Assuming the 90 days trading horizon Singapore Telecommunicatio is expected to generate 3.58 times less return on investment than China Communications. But when comparing it to its historical volatility, Singapore Telecommunications Limited is 3.62 times less risky than China Communications. It trades about 0.06 of its potential returns per unit of risk. China Communications Services is currently generating about 0.06 of returns per unit of risk over similar time horizon. If you would invest  21.00  in China Communications Services on August 26, 2024 and sell it today you would earn a total of  28.00  from holding China Communications Services or generate 133.33% return on investment over 90 days.
Time Period3 Months [change]
DirectionMoves Together 
StrengthInsignificant
Accuracy100.0%
ValuesDaily Returns

Singapore Telecommunications L  vs.  China Communications Services

 Performance 
       Timeline  
Singapore Telecommunicatio 

Risk-Adjusted Performance

7 of 100

 
Weak
 
Strong
OK
Compared to the overall equity markets, risk-adjusted returns on investments in Singapore Telecommunications Limited are ranked lower than 7 (%) of all global equities and portfolios over the last 90 days. Despite nearly uncertain basic indicators, Singapore Telecommunicatio may actually be approaching a critical reversion point that can send shares even higher in December 2024.
China Communications 

Risk-Adjusted Performance

5 of 100

 
Weak
 
Strong
Modest
Compared to the overall equity markets, risk-adjusted returns on investments in China Communications Services are ranked lower than 5 (%) of all global equities and portfolios over the last 90 days. Despite nearly fragile basic indicators, China Communications may actually be approaching a critical reversion point that can send shares even higher in December 2024.

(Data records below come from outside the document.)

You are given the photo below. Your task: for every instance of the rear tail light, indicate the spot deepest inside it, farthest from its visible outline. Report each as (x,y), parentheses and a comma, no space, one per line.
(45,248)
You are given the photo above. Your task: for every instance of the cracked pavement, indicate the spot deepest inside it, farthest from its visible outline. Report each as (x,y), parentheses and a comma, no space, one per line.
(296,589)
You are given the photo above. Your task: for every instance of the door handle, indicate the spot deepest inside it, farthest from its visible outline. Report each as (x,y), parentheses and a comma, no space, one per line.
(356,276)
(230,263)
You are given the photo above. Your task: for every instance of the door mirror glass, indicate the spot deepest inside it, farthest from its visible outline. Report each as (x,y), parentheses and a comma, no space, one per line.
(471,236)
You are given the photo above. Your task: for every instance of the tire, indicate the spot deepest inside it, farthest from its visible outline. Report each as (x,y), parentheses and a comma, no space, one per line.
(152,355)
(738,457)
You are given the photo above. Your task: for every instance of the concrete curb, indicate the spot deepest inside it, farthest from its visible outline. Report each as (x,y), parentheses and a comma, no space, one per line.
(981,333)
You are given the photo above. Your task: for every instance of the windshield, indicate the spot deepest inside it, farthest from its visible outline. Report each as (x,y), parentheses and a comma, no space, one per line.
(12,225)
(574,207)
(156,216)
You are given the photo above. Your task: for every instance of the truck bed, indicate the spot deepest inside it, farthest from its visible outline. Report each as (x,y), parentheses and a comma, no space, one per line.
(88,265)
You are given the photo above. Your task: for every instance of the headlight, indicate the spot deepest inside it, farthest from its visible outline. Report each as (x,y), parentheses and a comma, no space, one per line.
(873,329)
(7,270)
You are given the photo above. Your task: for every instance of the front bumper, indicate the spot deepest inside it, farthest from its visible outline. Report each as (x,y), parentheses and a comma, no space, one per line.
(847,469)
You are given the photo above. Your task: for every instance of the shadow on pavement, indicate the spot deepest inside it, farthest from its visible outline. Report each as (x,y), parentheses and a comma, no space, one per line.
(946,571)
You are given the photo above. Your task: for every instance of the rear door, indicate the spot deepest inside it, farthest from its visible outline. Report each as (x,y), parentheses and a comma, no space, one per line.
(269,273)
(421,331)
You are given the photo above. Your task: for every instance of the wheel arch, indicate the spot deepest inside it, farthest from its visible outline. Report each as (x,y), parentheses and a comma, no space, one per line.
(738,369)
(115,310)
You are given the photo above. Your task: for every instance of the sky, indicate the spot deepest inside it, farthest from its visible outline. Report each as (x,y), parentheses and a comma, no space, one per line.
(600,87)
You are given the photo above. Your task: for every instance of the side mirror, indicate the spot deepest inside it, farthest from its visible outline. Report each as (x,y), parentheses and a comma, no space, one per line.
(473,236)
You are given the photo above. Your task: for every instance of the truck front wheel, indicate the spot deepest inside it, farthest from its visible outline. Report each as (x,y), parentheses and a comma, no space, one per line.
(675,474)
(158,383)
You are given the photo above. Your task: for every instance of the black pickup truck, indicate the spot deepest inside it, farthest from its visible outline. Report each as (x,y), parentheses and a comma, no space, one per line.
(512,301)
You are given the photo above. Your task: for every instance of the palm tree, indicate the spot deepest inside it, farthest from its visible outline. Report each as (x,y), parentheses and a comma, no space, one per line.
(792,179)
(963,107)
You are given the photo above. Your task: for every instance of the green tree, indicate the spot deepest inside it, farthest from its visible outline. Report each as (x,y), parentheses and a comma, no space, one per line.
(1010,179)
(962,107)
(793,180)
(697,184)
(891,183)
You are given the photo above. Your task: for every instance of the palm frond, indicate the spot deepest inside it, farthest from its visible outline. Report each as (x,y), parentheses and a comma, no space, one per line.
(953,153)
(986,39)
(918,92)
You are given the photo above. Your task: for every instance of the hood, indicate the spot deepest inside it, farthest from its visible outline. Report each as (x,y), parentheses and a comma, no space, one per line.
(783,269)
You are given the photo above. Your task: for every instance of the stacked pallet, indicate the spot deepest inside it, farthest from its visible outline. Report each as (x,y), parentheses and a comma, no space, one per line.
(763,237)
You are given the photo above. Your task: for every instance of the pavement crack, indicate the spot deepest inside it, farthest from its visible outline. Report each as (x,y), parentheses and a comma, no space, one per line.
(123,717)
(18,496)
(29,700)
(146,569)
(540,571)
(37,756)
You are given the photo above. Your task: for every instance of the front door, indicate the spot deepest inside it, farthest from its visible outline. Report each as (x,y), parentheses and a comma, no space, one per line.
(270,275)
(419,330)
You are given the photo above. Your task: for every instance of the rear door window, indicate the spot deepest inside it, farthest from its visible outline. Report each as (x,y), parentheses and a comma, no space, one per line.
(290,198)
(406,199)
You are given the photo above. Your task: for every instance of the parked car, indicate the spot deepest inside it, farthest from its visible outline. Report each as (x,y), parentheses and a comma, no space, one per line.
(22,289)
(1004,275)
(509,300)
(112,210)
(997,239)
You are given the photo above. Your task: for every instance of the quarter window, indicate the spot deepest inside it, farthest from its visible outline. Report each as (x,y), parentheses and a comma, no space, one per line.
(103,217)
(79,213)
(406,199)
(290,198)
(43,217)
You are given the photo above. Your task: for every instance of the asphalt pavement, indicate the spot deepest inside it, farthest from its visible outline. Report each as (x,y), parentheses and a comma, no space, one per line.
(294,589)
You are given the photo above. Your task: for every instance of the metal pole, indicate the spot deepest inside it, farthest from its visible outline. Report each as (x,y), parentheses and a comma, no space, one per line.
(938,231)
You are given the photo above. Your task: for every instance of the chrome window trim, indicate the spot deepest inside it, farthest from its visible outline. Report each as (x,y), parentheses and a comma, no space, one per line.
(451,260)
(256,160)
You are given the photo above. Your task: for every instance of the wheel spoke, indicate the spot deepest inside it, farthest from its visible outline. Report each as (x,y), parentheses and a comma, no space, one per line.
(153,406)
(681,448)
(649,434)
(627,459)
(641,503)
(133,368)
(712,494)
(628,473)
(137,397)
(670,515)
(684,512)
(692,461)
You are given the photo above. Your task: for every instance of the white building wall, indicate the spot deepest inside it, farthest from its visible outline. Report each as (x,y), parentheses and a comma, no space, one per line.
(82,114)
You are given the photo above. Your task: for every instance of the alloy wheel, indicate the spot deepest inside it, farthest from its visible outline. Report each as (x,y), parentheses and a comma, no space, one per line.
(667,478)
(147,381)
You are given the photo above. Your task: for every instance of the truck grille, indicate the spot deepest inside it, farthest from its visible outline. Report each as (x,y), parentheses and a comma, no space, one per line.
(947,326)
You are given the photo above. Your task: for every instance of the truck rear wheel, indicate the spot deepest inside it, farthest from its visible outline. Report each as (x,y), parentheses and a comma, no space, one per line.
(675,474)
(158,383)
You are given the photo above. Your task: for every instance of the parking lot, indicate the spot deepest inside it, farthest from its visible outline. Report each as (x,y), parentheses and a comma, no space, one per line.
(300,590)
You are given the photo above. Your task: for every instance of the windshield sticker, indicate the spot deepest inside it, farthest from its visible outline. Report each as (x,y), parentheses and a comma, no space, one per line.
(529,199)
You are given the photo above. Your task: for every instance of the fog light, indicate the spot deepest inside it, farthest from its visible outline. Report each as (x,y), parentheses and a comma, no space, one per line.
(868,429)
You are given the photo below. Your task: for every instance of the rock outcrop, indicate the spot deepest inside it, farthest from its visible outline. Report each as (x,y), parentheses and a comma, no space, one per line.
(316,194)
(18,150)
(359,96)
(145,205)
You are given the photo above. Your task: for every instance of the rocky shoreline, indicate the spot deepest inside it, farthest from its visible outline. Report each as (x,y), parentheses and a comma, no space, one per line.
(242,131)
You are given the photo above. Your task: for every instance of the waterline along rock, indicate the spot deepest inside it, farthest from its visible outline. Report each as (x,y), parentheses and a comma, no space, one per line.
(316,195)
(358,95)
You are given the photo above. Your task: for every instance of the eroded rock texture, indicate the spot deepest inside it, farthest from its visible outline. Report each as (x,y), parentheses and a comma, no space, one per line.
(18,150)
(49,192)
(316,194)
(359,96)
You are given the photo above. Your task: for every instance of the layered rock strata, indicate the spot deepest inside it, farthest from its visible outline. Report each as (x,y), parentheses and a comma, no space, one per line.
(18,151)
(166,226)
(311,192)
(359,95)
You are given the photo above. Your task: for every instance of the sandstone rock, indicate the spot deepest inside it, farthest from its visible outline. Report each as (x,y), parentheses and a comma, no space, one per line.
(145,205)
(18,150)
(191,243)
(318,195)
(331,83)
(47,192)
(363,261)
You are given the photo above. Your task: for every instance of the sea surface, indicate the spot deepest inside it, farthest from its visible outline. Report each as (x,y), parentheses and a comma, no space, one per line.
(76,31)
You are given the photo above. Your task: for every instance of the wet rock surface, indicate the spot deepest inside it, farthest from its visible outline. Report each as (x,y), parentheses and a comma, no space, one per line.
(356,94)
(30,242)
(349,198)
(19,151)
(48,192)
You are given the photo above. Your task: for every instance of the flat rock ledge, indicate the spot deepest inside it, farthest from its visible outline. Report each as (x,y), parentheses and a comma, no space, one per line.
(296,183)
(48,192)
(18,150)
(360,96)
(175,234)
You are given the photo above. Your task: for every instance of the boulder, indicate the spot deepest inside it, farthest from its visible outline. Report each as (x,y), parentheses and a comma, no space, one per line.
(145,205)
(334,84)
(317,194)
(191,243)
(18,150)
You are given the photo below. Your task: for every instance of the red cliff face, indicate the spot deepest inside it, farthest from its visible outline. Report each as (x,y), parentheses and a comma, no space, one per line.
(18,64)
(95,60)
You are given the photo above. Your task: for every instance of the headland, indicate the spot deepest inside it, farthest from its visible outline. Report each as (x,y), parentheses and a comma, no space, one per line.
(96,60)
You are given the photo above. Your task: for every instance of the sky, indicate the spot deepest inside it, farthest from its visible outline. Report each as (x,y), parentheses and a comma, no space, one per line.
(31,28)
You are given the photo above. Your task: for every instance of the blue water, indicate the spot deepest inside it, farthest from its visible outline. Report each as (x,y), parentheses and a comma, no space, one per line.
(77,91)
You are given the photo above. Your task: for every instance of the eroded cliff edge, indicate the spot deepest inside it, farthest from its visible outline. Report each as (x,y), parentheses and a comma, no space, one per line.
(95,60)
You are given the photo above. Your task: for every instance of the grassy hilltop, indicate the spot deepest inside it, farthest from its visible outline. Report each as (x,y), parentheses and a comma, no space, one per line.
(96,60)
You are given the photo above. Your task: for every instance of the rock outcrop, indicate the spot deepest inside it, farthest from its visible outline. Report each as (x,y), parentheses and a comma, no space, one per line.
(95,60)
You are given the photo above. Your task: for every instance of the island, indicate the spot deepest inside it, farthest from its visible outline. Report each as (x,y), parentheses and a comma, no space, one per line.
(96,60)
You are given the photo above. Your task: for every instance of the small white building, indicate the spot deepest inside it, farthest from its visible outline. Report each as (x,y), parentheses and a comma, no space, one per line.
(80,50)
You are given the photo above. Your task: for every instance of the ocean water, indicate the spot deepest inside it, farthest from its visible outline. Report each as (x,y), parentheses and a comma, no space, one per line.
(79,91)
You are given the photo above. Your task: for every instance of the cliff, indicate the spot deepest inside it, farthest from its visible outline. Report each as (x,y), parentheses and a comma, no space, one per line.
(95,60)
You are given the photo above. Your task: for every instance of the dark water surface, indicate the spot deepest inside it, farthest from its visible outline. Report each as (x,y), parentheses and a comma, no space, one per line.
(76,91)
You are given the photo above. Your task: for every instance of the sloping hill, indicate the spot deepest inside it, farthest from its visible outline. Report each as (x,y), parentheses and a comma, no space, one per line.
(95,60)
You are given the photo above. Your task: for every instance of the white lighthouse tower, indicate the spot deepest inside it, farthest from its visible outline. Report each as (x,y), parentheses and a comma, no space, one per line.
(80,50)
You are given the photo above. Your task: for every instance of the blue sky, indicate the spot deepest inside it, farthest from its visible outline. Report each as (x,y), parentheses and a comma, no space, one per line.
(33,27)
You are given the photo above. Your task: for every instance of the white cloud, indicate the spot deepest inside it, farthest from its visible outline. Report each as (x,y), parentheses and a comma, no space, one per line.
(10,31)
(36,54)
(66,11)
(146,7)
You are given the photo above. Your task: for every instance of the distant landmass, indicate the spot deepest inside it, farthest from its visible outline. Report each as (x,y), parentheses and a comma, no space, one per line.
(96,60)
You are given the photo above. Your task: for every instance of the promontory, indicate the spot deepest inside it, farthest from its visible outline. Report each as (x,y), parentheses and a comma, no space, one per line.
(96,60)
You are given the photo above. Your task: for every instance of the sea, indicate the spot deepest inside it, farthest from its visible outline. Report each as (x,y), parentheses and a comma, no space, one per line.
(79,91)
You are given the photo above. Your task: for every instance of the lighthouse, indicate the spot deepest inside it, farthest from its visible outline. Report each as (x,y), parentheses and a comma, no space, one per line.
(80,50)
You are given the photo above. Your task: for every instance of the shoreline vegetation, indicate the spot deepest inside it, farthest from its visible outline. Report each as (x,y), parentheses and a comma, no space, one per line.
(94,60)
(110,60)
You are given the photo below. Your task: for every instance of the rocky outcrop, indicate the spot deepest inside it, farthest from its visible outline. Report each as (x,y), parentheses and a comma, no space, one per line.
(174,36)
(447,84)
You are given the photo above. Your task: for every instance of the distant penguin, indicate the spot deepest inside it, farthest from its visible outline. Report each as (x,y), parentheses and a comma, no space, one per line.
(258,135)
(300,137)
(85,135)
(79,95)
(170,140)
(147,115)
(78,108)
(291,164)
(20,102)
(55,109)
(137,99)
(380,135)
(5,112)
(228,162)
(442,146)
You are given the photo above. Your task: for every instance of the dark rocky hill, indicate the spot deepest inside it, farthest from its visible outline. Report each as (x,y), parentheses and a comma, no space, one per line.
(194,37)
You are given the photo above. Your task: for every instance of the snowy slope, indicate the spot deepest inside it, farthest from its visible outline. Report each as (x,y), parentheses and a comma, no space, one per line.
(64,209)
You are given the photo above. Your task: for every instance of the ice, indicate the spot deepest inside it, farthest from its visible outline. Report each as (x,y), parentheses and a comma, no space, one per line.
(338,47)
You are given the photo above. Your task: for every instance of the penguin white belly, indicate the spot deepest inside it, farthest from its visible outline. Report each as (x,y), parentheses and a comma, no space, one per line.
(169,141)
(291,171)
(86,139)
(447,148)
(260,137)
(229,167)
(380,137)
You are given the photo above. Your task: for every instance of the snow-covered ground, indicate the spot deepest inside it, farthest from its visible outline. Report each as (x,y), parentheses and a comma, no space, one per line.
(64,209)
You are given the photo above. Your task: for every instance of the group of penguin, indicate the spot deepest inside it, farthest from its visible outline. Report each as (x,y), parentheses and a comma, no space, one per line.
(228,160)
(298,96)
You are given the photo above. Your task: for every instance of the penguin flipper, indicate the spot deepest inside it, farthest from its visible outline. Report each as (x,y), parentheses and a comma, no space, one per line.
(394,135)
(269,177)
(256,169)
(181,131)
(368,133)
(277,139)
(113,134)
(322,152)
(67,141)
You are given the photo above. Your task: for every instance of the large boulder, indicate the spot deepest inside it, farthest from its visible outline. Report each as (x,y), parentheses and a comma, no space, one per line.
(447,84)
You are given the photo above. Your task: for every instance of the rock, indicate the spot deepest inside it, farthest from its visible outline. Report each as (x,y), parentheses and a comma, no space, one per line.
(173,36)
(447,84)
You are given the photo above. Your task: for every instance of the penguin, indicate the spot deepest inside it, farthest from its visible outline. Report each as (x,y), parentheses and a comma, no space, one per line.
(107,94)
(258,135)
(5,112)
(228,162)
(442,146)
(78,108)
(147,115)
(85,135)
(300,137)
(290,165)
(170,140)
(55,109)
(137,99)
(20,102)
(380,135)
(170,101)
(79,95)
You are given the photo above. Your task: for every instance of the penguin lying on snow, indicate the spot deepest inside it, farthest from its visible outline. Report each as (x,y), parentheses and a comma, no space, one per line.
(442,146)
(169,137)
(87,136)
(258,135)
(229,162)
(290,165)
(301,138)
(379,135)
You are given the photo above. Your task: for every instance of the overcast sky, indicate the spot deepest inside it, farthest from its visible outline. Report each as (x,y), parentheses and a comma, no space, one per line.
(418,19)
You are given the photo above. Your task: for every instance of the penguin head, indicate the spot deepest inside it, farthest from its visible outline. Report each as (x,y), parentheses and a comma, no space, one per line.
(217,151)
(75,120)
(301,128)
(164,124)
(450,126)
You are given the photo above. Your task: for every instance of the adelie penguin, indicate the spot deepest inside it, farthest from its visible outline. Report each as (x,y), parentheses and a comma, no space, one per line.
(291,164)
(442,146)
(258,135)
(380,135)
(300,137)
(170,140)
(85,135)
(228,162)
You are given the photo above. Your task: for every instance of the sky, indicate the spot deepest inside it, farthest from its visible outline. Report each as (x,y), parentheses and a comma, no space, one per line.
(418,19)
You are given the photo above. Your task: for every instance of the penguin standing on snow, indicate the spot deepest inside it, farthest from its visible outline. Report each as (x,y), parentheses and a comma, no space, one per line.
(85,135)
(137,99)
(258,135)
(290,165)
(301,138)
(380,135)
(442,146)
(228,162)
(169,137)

Singapore Telecommunicatio and China Communications Volatility Contrast

   Predicted Return Density   
       Returns  

Pair Trading with Singapore Telecommunicatio and China Communications

The main advantage of trading using opposite Singapore Telecommunicatio and China Communications positions is that it hedges away some unsystematic risk. Because of two separate transactions, even if Singapore Telecommunicatio position performs unexpectedly, China Communications can make up some of the losses. Pair trading also minimizes risk from directional movements in the market. For example, if an entire industry or sector drops because of unexpected headlines, the short position in China Communications will offset losses from the drop in China Communications' long position.
The idea behind Singapore Telecommunications Limited and China Communications Services pairs trading is to make the combined position market-neutral, meaning the overall market's direction will not affect its win or loss (or potential downside or upside). This can be achieved by designing a pairs trade with two highly correlated stocks or equities that operate in a similar space or sector, making it possible to obtain profits through simple and relatively low-risk investment.
Check out your portfolio center.
Note that this page's information should be used as a complementary analysis to find the right mix of equity instruments to add to your existing portfolios or create a brand new portfolio. You can also try the Commodity Channel module to use Commodity Channel Index to analyze current equity momentum.